Adung'a V.O.,University of Cambridge |
Adung'a V.O.,Egerton University |
Gadelha C.,University of Cambridge |
Field M.C.,University of Cambridge
Traffic | Year: 2013
Endocytosis is a vital cellular process maintaining the cell surface, modulating signal transduction and facilitating nutrient acquisition. In metazoa, multiple endocytic modes are recognized, but for many unicellular organisms the process is likely dominated by the ancient clathrin-mediated pathway. The endocytic system of the highly divergent trypanosomatid Trypanosoma brucei exhibits many unusual features, including a restricted site of internalization, dominance of the plasma membrane by GPI-anchored proteins, absence of the AP2 complex and an exceptionally high rate.
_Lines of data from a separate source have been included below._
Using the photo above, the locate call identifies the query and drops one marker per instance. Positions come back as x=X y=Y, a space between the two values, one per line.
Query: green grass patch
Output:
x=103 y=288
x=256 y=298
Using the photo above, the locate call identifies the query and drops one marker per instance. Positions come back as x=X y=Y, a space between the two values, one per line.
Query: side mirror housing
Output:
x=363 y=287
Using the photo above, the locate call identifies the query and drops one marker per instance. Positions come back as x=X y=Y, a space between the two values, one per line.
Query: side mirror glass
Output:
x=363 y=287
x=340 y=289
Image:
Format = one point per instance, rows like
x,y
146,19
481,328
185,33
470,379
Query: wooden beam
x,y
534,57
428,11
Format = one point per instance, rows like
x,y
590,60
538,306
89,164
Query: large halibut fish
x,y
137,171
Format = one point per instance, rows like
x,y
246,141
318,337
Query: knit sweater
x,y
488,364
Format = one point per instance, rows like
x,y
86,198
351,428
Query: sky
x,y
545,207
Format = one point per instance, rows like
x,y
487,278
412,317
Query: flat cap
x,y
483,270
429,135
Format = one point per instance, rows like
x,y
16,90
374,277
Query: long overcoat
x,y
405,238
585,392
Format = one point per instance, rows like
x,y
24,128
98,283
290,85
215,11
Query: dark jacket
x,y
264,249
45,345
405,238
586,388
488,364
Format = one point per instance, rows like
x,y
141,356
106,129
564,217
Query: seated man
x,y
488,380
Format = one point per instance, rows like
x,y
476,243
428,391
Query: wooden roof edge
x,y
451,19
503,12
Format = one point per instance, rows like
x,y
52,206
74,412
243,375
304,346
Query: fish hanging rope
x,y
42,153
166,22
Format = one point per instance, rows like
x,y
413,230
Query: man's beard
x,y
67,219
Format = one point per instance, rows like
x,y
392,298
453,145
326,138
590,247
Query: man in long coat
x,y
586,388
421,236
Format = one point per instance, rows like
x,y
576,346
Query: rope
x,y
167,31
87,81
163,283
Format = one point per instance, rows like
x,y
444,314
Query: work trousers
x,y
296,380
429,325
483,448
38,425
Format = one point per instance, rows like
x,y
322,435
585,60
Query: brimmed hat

Here we asked if the proteins subtending clathrin trafficking in trypanosomes are exclusively related to those of higher eukaryotes or if novel, potentially taxon-specific proteins operate. Co-immunoprecipitation identified twelve T. brucei clathrin-associating proteins (TbCAPs), which partially colocalized with clathrin. Critically, eight TbCAPs are restricted to trypanosomatid genomes and all of these are required for robust cell proliferation. A subset, TbCAP100, TbCAP116, TbCAP161 and TbCAP334, were implicated in distinct endocytic steps by detailed analysis of knockdown cells. Coupled with the absence of orthologs for many metazoan and fungal endocytic factors, these data suggest that clathrin interactions in trypanosomes are highly lineage-specific, and indicate substantial evolutionary diversity within clathrin-mediated endocytosis mechanisms across the eukaryotes. © 2013 John Wiley & Sons A/S.